El Autobús
Por Paco Valencia
Con el odio a cuestas abordó por la parte trasera del autobús. La noche lo colma de angustia, la lluvia le moja mientras se amarra a los fríos metales con las manos negras por el olvido. Se llena la nariz con el aire rancio del lugar, lo empuja a los pulmones para luego vomitarlo invisible.
Siente el peso sobre la espalda, las respiraciones en la nuca. Cierra los ojos e intenta imaginar no estar ahí. Abraza esperanzas, besa sueños y nada, sigue en el mismo lugar soportando el odio.
Las tardes grises tratan mal a los débiles de espíritu, lo sabe bien, los moja, los mete en la negra noche y los sube en espacios de aire turbio.
El bamboleo le regresa la mente, abre más los ojos, observa a su alrededor, se llena de imágenes, traga las facciones de sus obligados acompañantes, intenta reconocer las historias que los han llevado al lugar donde él también viaja.
Cree que la anciana del asiento delantero padece dolor de desamor y que sobre la cabeza lleva el luto del único amor de juventud. Los surcos en la cara, hablan del tiempo gastado en el hogar; tiene la certeza de que llegará a casa y beberá una taza de café, para después hundir la cabeza en la almohada. Y soñará con los hijos que no tuvo al lado del hombre que se fue con una mujerzuela en el vagón de los últimos treinta inviernos.
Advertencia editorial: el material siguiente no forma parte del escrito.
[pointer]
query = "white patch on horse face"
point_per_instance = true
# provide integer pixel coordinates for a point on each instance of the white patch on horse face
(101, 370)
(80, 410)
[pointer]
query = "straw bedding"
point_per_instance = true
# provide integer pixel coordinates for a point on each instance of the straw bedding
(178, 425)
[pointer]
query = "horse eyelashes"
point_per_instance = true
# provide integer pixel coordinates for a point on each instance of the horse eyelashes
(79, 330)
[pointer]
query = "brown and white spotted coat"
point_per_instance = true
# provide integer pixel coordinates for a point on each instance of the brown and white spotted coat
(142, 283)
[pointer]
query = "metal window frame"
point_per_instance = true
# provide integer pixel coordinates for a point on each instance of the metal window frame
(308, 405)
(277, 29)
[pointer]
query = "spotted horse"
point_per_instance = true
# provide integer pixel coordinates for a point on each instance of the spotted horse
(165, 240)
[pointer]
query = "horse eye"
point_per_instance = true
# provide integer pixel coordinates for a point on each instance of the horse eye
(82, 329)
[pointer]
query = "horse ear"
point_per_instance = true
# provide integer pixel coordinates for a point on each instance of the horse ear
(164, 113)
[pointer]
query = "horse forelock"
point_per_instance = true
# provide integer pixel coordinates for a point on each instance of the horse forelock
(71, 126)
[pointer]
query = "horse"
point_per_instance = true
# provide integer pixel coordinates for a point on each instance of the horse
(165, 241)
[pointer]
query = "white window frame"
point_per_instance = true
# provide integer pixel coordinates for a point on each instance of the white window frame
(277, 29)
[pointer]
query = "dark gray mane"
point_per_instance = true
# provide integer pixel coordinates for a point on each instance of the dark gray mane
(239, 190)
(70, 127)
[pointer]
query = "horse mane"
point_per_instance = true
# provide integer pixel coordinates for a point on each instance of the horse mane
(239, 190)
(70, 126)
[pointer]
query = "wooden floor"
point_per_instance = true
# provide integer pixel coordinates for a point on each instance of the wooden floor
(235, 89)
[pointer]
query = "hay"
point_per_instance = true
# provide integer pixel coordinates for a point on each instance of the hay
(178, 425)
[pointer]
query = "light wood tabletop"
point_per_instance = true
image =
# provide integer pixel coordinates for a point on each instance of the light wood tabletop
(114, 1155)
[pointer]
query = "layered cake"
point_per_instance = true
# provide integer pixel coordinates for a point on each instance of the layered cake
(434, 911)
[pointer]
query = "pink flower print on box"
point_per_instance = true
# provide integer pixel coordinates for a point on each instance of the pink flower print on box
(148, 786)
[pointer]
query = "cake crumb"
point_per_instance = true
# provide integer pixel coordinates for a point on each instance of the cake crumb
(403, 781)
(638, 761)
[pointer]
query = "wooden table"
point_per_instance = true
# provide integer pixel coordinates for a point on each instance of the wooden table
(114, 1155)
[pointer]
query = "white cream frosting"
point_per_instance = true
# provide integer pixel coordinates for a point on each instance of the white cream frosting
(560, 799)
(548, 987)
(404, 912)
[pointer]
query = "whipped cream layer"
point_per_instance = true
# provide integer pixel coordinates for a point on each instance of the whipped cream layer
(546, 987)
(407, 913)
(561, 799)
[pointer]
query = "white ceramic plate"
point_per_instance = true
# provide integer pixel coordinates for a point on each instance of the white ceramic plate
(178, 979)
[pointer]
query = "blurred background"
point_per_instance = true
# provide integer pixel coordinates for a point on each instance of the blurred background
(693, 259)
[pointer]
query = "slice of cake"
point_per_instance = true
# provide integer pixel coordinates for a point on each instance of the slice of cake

Furiosa, la lluvia golpea los vidrios del autobús, el agua toma por asalto las rendijas que en el metal el tiempo provocó. Mira afuera, ve la gente que se agolpa bajo tejados con antenas que apuntan al cielo antes gris, sonríe, es mejor el clima sordo del autobús que la lluvia en el pelo y en la ropa.
Vuelve a la tarea, la anciana ha quedado dormida recargando la cabeza sobre el cristal. Observa un poco más, detiene la vista en el hombre de traje pardo, intenta descubrir lo que lleva en el maletín que descansa en las piernas; ¿la hipoteca de la casa que costo una vida?, ¿revistas con mujeres de provocadores labios?, ¿el sueño de los justos?, ¿quién sabe?, en estos tiempos todo puede meterse en un maletín imitación de piel. Pasa la vista hacia el rostro del hombre del traje pardo. Párpados caídos y una vieja fractura en la nariz, no cabe duda, boxeador sin pólvora en los puños, hoy campeón molido a base de mordidas de realidad.
El odio le baja a los talones, aprieta los puños, tiembla de muerte, repentino, pasa por su cabeza el viento húmedo de la princesa frente a él, recorre con los ojos la flor en botón, de arriba hacia abajo, de abajo hacia arriba, a veces, se detiene en la ternura de su entrepierna, en la miel del pecho, se le corta la respiración. La princesa lo descubre, responde con una mueca divertida a la lujuria del viajero observador, desabotona parte de su blusa, se arremanga la falda; lo invita a jugar, acepta el viajero, pero es interrumpido por el movimiento a su espalda. Dos “Sansones” se tocan el cuerpo y mientras se besan, entrelazan las lenguas que juegan como golondrinas a ras de suelo. Se funden en un abrazo... casi bello.
Tose como si el cuerpo entero le fuera a salir por la boca, reacciona, a su alrededor no hay princesa, ni “Sansones” que se aman, la lluvia arrecia en el interior del autobús.
Con el odio sobre el alma, el viajero se sienta en un rincón húmedo, los olores de los pasajeros se confunden. En la radio, el chofer escucha una canción de desamor, la traición de la canija, la que empacó el bistec con todo y refrigerador, vocifera Jaime López desde la podrida bocina.
Al otro lado, divertidos, dos estudiantes se mientan la madre, cortejan a la princesa con obscenidades cantadas al oído, la princesa contesta; sonríe, provoca, invita a la lujuria, se muerde el labio, descubre los muslos, ha llegado demasiado lejos, lo sabe cuando le saltan encima y le aprietan los senos, y la mancillan, y le roban el último litro de pureza. Furioso el viajero se levanta del rincón, descarga el odio contenido sobre los sabandijas, los desbarata con los puños y los arroja por la ventana, se refugia en el rincón, se oculta; la camisa ensangrentada delata el crimen.
Agotada la princesa se levanta y camina a tropezones por el pasillo de metal, se acerca al viajero, lo toma de la mano, le acaricia el rostro; lo besa apenas rozando los labios con la mejilla.
El viajero se levanta y le desgarra la ropa, con la lengua ardiente le recorre el cuerpo, hunde los dedos en la espesura de su pelo, le arranca el amor y le besa el cuello interminable, justo antes de llegar al clímax, el autobús se detiene, la oleada de gente que bajo se llevó a la princesa. De eso hace seis meses. No ha vuelto a verla. La extraña.